Body types
Body types
Which body type am I?
There are three different groups of body types. The ectomorph, mesomorph and endomorph. If you are not sure in which groupe you may fit in, think back when you were a child or a teenager. Did you gain weight more easily than other kids? Or was it hard for you to gain muscles or fat? Knowing in which groupe you belong can help you target your week or strong points more accurate and will help you achieve your goals much faster.
Metabolism:
Fast.
Body composition: Ectomorphs may appear slim however they can store unhealthy levels of body fat. Gaining weight (muscles or fat) is difficult for them. That is why they probably have little muscle and fat.
Sporting strengths: Ectomorphs may be good in sports that require endurance.
Body shape:
Tend to be more lanky and have a linear body shape with small joints and frame, long limbs and long, thin muscles.
Metabolism: Efficient.
Body composition: Mesomorphs may be able to gain and lose weight both easily. They will gain muscle mass easily and have low body fat that is why their muscles appear very definded.
Sporting strengths: Mesomorphs may be good in sports that require speed, power and agility.
Body shape:
Tend to have more compact body shape with medium joints and frame and thick muscles.
Metabolism:
Rather slow.
Body composition: Losing weight can be difficult for endomorphs, since their gaining weight more easily. That is why endomorphs are more likely to be overweight. But endomorphs are also able to gain muscle pretty easily (with the right training).
Sporting strengths: Endomorphs may be good in sports that require strength and power, as well as moderate-intensity or middle-distance activities.
Body shape:
Tend to be very shapely, have medium-to-large joints and frame and tapered limbs.
How to split your macros according to
your body type
If an ectomorph wants to gain weight (muscles) their diet should look about like the image above.
Also it is recommended to increase the calorie intake by 700 to 1000 calories since the ectomorphs wont gain weight easily.
Try to eat more frequently (every 2 to 4 hours).
If you are having a hard time with eating a lot, it is recommended to include nutritional shakes into your diet since they are often high in calories.
Click here to check out my nutritional shake recommendations!

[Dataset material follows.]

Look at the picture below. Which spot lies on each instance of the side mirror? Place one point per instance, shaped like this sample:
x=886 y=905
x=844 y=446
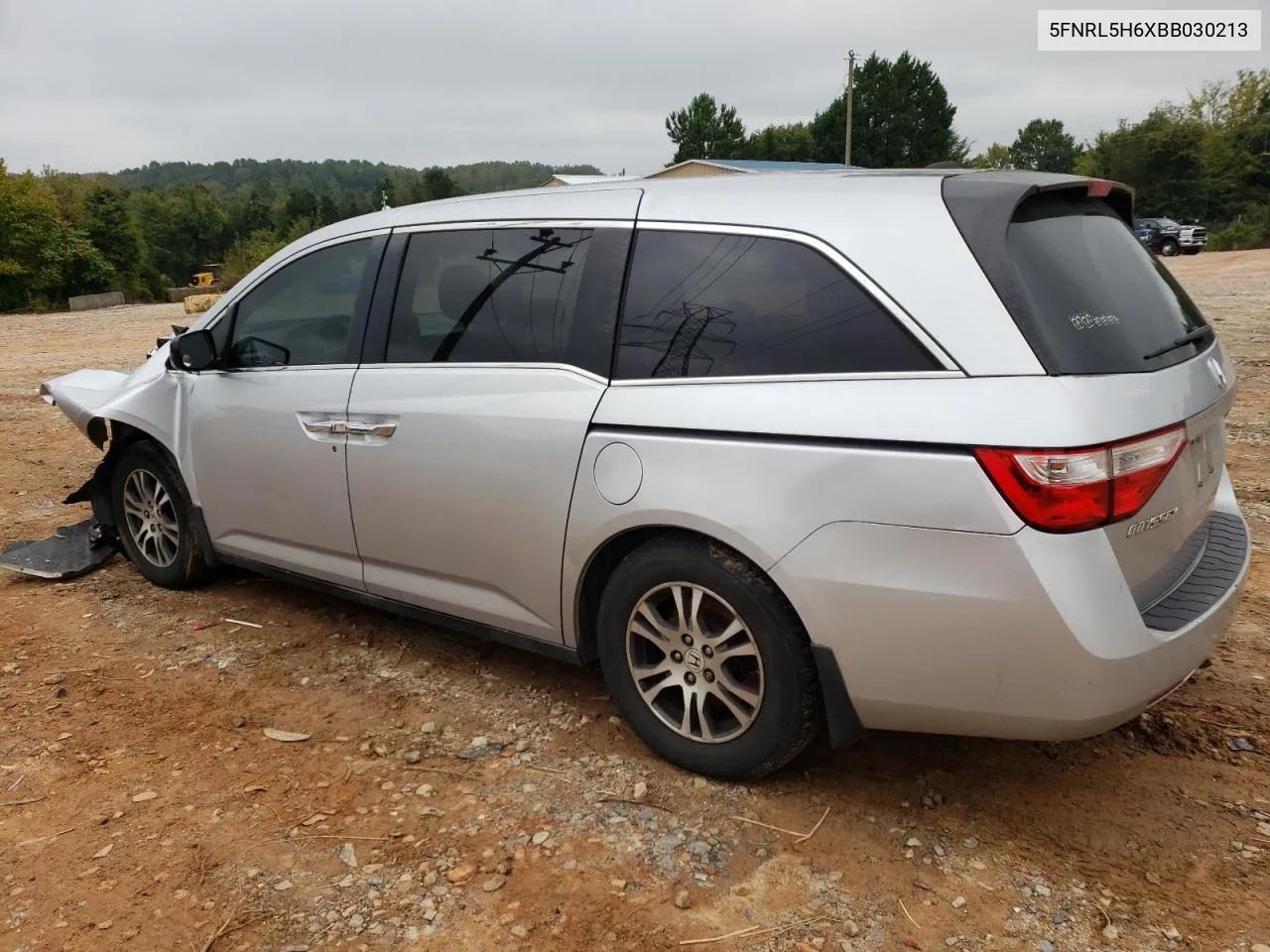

If an mesomorph wants to mantain their weight their diet should look about like the image above.
It is recommended to adjust the diet according to your training days. During strength and conditioning days they should be eating more protein and less carbs. For HIIT workout days they should be eating more carbs.
If an endomorph wants to lose weight (fat) their diet should look about like the image above.
It is recommended to only consume carbs/ starchy food (such as rice, bread, quinoa, patatos...) after a workout session.
If you are not working out, avoid starchy food at all costs! The 20% carbs may be covered with vegetables and fruits.
Above that endomorphs which want to lose weight should decrease their daily calorie intake by 200 to 500 calories. But be careful and decrease with time! Undereating will only damage the metabolism and slowing the weight loss down.
If you are having a hard time with loosing weight, you can check out my weight loss product recommendations.
Click here to do so!
What workout is the best for your body type?
If you want to gain weight, focus on building muscle and avoid all sorts of endurance training.
In order to do so you should be lifting heavy weights.
Do 6 - 10 reps with 1 - 2 minutes rest in between and do 3 - 4 sets.
Focuse on compound movements instead of isolated movements because they will help you work several muscles at once.
Include squats, lounges, bench press, pull ups, dead lifts and push ups.
Aim to strength train 3 - 4 times a week.
If you want to mantain your weight include strength training as well as endurance training in your workout plan. Keep it well balanced and avoid focussing only on one type of training.
It is recommended to train moderate to heavy weight 3 - 4 times a week.
For the endurance training you should do HIIT workouts to burn more calories but without losing any muscles. Do that 2 -3 times a week.
If you want to lose weight it is recommended do a 10 min HIIT training everyday first thing in the morning, before eating.
Add resistence as well as endurance training in your workout plan.
Go for 3 - 4 days of strengt/ resistence training with moderate weights.
Aim for 8 - 15 reps per set and 30 - 60 seconds between each set.
Incorperate compound movements.
Dedicate 2 days a week to endurance training such as low intensity training.
Do 30 to 60 minutes of inclined walks, slow joggs, swimming, biking or hiking.